Camila Cabello’s recent Instagram post was full of relatable experiences about judging your body even though you know you shouldn’t and the harm that online fitness culture has on our perspective of health.
The pressure to look a certain way is now no longer just about being slim. Instead, social media trends and the normalisation of excessive fitness habits mean we are now expected to be the healthiest, curviest-in-the-right-places and happiest versions of ourselves at all times.
That affects all of us – even those who seemingly “look good”, as singer and actor Camila Cabello perfectly articulated in a recent Instagram post.
Cabello began the post by explaining how, when at a certain beach in Miami, she always gets papped in her bikini – and social media’s narrow view of “healthy” bodies means she ends up judging herself.
“I’ve worn bikinis that were too small and paid no mind to how I looked, then saw pictures online and comments and been so upset. I reminded myself when it impacted my self-esteem that I was thinking the culture’s thoughts and not my own. A culture who has gotten so used to an image of what a ‘healthy’ women’s body looks like that is completely not real for a lot of women.
“[People use] Photoshop, restrictive eating, over-exercising and choosing angles that make our bodies look different than how they are in the moment and in their natural form, when we take a deep breath, when we eat a meal, when we allow the waves to tussle us around.”
It’s an important reminder of the fact that bodies fluctuate, but most crucially it’s an eye-opening statement about how comparison culture leaves us tearing our own bodies apart. That can be so insidious that even those who have worked hard to overcome body shame can be drawn into it, including Cabello.
“[I] listen to podcasts on intuitive eating, follow women who accept their cellulite, stretch marks, bellies, bloating and weight fluctuations… and still, I’m a single woman in her 20s in the middle of a shit ton of promo and I want to feel like I look “good”.
“Intellectually, I know what I look like doesn’t determine how healthy, happy or sexy I am. Emotionally, the messaging I get from our world is loud in my own head,” she continues.
That is a relatable dichotomy for most women who know that we are fine just the way we are yet feel the pressure to change. In her post, Cabello went on to explain the lengths she goes to look a way that society has told her is acceptable, and why it doesn’t actually make her feel better, saying: “I got a new bikini, a whole fuckin cute outfit, put lip gloss on, and didn’t eat anything too heavy before going in the ocean cause I knew it was gonna be basically a whole photoshoot.
“I held my core so tight my abs hurt and didn’t breathe and barely smiled and was so self-conscious of where the paps were the whole time I couldn’t let go and relax and do what we’re meant to do when we go out into nature.
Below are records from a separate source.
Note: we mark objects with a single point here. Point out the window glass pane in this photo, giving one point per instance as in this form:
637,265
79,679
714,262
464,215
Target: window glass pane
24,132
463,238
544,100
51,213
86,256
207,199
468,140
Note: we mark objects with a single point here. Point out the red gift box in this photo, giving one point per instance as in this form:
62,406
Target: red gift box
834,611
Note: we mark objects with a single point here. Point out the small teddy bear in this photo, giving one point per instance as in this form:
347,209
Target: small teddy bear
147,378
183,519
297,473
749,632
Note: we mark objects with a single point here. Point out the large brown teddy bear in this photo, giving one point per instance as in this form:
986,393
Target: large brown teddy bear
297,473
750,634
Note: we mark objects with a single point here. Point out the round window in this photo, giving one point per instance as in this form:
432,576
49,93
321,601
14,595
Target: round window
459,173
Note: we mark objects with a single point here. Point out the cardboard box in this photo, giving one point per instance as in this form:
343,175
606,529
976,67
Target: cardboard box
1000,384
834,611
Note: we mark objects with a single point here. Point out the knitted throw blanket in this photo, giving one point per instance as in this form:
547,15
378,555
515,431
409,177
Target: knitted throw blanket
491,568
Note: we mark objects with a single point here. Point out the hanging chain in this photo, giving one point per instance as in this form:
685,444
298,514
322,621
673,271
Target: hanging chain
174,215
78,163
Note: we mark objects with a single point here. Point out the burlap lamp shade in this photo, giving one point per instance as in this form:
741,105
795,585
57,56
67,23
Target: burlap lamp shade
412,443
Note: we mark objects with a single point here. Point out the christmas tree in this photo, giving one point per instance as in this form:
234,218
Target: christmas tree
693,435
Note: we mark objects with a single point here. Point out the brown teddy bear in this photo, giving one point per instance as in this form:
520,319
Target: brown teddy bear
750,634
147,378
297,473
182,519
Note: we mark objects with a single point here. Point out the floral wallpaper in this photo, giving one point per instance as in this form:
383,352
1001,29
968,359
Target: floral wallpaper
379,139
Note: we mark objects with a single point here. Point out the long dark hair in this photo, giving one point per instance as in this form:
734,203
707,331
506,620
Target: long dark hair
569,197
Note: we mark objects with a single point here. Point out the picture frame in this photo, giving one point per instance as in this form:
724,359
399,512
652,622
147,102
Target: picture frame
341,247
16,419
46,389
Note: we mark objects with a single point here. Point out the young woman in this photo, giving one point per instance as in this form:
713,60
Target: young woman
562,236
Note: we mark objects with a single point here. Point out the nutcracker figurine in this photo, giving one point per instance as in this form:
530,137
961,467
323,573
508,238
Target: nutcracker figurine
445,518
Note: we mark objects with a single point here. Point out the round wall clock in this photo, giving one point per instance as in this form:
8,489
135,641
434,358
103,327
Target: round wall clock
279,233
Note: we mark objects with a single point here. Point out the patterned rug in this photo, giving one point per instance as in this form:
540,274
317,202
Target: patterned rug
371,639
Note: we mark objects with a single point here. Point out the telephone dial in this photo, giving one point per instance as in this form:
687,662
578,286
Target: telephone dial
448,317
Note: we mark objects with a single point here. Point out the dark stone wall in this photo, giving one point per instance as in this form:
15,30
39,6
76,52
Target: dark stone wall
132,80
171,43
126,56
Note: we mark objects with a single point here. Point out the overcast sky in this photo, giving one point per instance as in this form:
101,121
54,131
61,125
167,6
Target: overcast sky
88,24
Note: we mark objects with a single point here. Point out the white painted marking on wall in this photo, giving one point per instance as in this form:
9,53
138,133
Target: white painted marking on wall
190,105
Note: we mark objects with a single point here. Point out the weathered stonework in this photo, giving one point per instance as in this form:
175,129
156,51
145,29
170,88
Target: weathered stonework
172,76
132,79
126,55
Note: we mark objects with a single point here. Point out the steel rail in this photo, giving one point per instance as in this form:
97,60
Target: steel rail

“I looked at a group of toddlers giggling with excitement at the waves knocking them over – no sunglasses, no jewelery, no self-consciousness, just the innocence of children – which is the feeling I have always gone into nature for. I knew I looked “good” in the pictures and thought I would feel accomplished and yet I’ve never had a worse time at the beach. I felt the emptiness and sadness of our culture’s thoughts that became my thoughts.”
She finished with an important message that we can all learn from, writing that this vision of “health” we are all striving for is pointless if we are hating ourselves the whole time.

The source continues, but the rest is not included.